General Statutes § 53a-72a (a) (1) (A) provides: “A person is guilty of sexual assault in the third degree when such person (1) compels another person to submit to sexual contact (A) by use of force against such person . . . .” (Emphasis added.)
“General Statutes § 53a-65 (7) (B) defines ‘use of force’ as ‘use of actual physical force or violence of superior physical strength against the victim.’ ” State v. Hufford, 205 Conn. 386, 391, 533 A.2d 866 (1987).
The state asks us to distinguish State v. Hufford, 205 Conn. 386, 391, 533 A.2d 866 (1987), on the ground that unlike the “mere touching” in Hufford, the sexual contact in this case was forceful in that by grabbing the victim’s breasts the defendant exercised excessive force and thereby hurt her. We decline to distinguish Hufford on that basis because we conclude that the degree of force used in the sexual contact is not the controlling factor for the crime of sexual assault in the third degree but rather the force used to compel the sexual contact. Id.
Both the fourteenth amendment to the United States constitution and article first, § 8, of the Connecticut constitution guarantee the right of a defendant not to be deprived of his liberty without due process of law.

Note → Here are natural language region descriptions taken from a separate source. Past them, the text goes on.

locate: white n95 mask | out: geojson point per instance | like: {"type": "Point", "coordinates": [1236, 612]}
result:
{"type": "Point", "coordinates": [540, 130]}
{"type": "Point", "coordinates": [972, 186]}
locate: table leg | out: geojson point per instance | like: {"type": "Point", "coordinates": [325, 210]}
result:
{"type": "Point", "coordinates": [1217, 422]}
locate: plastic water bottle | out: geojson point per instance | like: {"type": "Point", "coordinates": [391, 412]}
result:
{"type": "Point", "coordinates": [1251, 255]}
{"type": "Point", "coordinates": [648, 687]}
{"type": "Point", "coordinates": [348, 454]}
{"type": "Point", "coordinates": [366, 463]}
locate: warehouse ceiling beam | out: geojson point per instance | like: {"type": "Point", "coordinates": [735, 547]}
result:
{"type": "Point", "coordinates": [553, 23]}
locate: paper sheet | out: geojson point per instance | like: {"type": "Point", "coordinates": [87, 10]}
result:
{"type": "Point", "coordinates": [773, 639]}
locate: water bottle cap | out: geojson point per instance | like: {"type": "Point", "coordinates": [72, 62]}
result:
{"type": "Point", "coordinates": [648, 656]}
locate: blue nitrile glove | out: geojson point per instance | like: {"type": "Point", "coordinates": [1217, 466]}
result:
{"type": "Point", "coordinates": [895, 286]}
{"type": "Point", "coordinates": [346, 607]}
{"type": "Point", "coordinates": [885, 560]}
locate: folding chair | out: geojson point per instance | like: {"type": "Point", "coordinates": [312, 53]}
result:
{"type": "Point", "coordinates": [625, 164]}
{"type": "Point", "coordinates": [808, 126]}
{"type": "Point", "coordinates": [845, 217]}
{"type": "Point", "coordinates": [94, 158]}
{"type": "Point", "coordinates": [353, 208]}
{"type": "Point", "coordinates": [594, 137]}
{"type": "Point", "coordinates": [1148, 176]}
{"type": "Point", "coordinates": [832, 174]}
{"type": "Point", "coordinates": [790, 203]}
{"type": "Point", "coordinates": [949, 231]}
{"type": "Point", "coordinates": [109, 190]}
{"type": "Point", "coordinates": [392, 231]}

The defendant concedes that he did not raise his state constitutional claim at trial in that his motion to suppress only cited the federal constitution. Despite his failure to raise his state claim distinctly at trial, the defendant
It is unnecessary for us to decide whether the defendant’s state constitutional claim is reviewable under Evans because the defendant has not provided us with any separate analysis of that issue. We, therefore, decline to undertake such an analysis and review this claim with reference only to the federal constitution. See State v. Nelson, 17 Conn. App. 556, 568-69, n.9, 555 A.2d 426 (1989).
A third out-of-court identification occurred on June 24, 1987, when the victim was at the Danbury courthouse. While in the hallway, the victim recognized the defendant as he stepped out of an elevator.
- Even if we were to assume, arguendo, that the trial court erred in admitting this evidence, in view of the complainant’s solid identification testimony of the defendant, such an error would be harmless.